Speaking exclusively to Townhall on a recent flight from Cleveland to Washington, D.C., Attorney General Bill Barr discussed the timing of U.S. Attorney John Durham's investigation into the FBI's Russia probe and efforts by the Department of Justice to ensure it remains non-political on the matter.
"I've said that there are sort of two missions, I see it. One is to get to the bottom of what happened and get the facts out about that and we are going to do that and you know, try to be careful about that, that we don't do anything that would unduly interfere with the election," Barr said. "And then there's the issue of whether someone crossed the line. In the course of these, in my view, unjustified and horrible abuse of power, actually cross the line and committed a federal offense and I can't really say anything about the status of that investigation except that it's continuing and we'll be careful about not bringing indictments in a way that can be viewed as interfering with the election."
In August, FBI attorney Kevin Clinesmith became the first individual under investigation by Durham to plead guilty to charges of illegally doctoring information on a FISA warrant application for Trump campaign advisor Carter Page in 2016. Barr has been careful about setting expectations for additional indictments or guilty pleas.

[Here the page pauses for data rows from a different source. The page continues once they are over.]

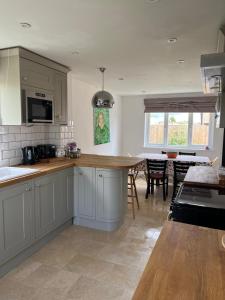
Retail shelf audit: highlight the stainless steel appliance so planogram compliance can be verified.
[22,146,39,165]
[22,89,54,124]
[37,144,56,159]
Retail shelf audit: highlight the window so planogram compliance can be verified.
[145,112,213,148]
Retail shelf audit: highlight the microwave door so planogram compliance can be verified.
[27,97,52,123]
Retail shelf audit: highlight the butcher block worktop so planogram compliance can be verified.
[133,221,225,300]
[0,154,143,187]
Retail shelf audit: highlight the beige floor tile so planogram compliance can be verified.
[0,180,169,300]
[0,278,37,300]
[65,254,114,278]
[67,276,124,300]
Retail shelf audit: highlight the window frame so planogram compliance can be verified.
[144,112,215,150]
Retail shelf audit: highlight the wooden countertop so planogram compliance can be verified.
[184,166,222,188]
[0,154,143,187]
[132,221,225,300]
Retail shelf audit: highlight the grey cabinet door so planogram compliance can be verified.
[96,169,124,221]
[74,167,95,219]
[35,175,57,238]
[55,168,74,225]
[54,71,67,124]
[20,58,54,90]
[0,183,34,261]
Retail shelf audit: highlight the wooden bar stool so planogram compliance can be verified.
[127,173,140,219]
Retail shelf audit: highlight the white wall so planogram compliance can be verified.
[68,74,121,155]
[122,95,223,163]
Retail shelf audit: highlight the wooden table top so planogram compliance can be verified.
[137,153,210,164]
[0,154,143,188]
[132,221,225,300]
[184,166,221,188]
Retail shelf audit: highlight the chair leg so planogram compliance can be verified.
[131,184,135,219]
[151,178,154,194]
[133,177,140,209]
[163,179,166,201]
[145,178,150,199]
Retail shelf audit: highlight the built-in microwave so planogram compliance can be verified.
[23,90,54,124]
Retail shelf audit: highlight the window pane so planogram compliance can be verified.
[168,113,188,146]
[148,113,164,145]
[192,113,210,146]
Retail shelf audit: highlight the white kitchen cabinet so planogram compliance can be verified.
[0,182,34,262]
[54,71,67,124]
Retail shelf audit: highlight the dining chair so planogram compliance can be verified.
[172,161,195,201]
[179,152,196,156]
[127,173,140,219]
[145,159,168,201]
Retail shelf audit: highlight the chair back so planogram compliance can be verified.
[179,152,196,156]
[173,161,195,178]
[146,159,167,176]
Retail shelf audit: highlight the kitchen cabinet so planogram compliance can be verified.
[0,47,69,125]
[74,167,95,220]
[0,182,34,262]
[74,167,127,231]
[20,58,54,90]
[56,168,74,225]
[96,169,123,222]
[54,71,67,124]
[35,174,59,238]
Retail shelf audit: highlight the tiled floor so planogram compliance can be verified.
[0,180,168,300]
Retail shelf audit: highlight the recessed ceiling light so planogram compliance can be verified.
[20,22,31,28]
[72,51,80,55]
[168,38,177,44]
[146,0,159,4]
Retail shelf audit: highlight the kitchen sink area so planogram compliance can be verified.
[0,167,39,182]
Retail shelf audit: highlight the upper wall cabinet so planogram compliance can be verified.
[54,72,67,124]
[0,47,69,125]
[20,58,54,91]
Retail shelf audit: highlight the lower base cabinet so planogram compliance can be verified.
[74,167,127,231]
[0,168,74,264]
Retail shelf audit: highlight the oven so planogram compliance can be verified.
[23,90,54,124]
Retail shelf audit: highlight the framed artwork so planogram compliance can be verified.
[94,108,110,145]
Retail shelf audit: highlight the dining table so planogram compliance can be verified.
[136,152,211,176]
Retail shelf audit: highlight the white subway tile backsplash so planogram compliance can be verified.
[2,150,16,159]
[8,126,21,133]
[0,125,74,167]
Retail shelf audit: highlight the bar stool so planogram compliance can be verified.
[127,172,140,219]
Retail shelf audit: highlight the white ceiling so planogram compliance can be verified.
[0,0,225,94]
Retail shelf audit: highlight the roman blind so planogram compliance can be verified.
[144,96,217,113]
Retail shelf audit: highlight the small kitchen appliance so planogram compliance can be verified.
[22,146,39,165]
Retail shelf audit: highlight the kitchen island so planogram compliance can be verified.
[132,221,225,300]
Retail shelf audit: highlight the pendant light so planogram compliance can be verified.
[92,67,114,108]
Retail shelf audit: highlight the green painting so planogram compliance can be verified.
[94,108,110,145]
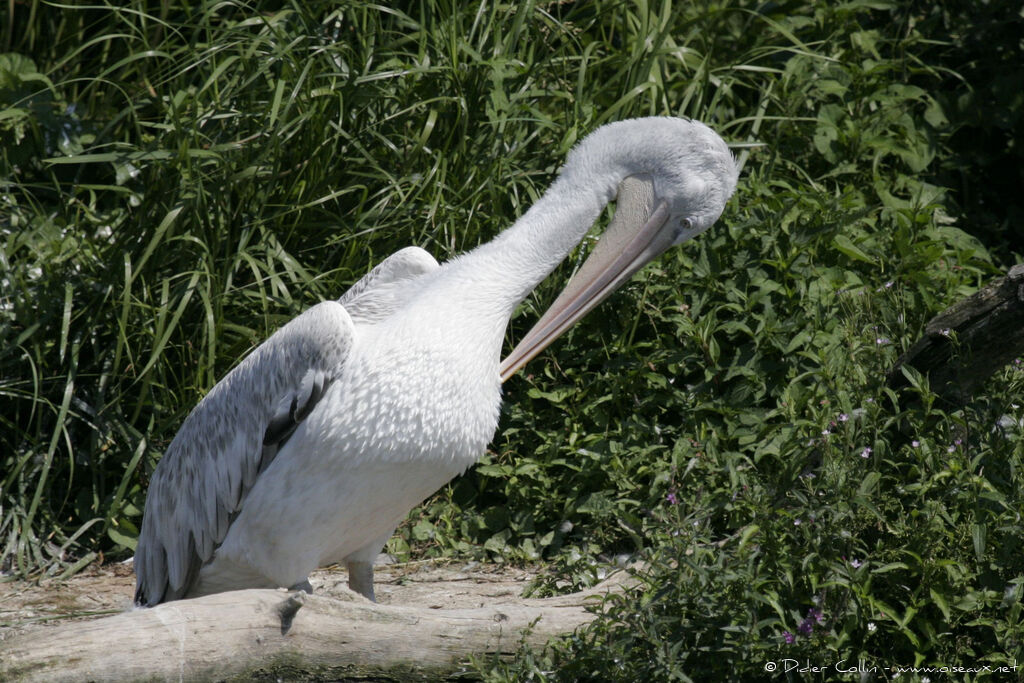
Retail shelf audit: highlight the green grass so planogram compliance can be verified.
[0,0,1024,681]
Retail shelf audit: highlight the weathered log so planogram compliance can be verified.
[0,574,621,681]
[888,264,1024,407]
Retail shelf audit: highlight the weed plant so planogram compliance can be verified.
[0,0,1024,681]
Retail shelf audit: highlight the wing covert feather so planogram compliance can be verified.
[135,301,353,605]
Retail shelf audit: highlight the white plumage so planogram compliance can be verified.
[135,118,737,605]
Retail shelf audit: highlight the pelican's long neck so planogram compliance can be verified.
[452,167,616,329]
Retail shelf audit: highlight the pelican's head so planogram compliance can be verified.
[501,117,739,382]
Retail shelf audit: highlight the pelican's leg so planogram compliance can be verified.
[346,560,377,602]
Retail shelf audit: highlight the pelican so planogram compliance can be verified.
[135,118,738,605]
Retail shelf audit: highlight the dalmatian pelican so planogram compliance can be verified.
[135,117,738,605]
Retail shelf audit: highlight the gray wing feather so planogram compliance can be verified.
[135,301,353,605]
[135,247,439,605]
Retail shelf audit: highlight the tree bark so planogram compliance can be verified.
[0,574,622,681]
[888,264,1024,407]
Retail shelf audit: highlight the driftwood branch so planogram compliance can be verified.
[888,264,1024,405]
[0,574,621,681]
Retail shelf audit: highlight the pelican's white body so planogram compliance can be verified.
[135,119,736,604]
[194,275,503,594]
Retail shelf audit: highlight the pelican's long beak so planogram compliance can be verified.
[500,176,700,382]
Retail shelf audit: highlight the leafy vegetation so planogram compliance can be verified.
[0,0,1024,681]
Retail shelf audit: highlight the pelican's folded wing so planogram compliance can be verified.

"You need strong evidence of intent, it seems to me, before you can charge that kind of crime so developing that evidence is a time consuming process. Most of the people who are mouthing off about 'well why aren't these people already indicted,' they don't understand the criminal justice process. People get lawyers, sometimes they won't talk to you. Even if they talk to you they'll say they'll take the fifth and you have to get documents and frequently fight over documents and fight over things in court so the investigation is a cumbersome process. It's not something that can be done quickly," he continued.
Issues of cooperation can delay any investigation, but the Wuhan coronavirus pandemic also temporarily halted the ability for Durham to convene grand juries earlier this year. In addition, previous and lengthy investigations from DOJ Inspector General Michael Horowitz and Special Counsel Robert Mueller presented investigative conflicts, pushing back the Durham timeline.
"The other thing that people sometimes forget is that, you know, they may have in their own mind some thing that they think can be indicted but there are a lot of different allegations that have been made. A lot of people have sort of picked apart this and have come up with various theories. Part of what Durham has to do is sort of chase all of those down. That takes time. He didn't really get going until May or so . And then hired up people and started getting going. People forget that he didn't get access to the Horowitz stuff until December," Barr said. "When I hear people on TV saying, 'well we've had four years why nothing?' We haven't had four years. The first two years of the administration nothing was done at all. It was all investigating Trump and then Mueller went half of the way into the next year."
"In terms of investigations it's actually moving along but I know people are impatient," he continued.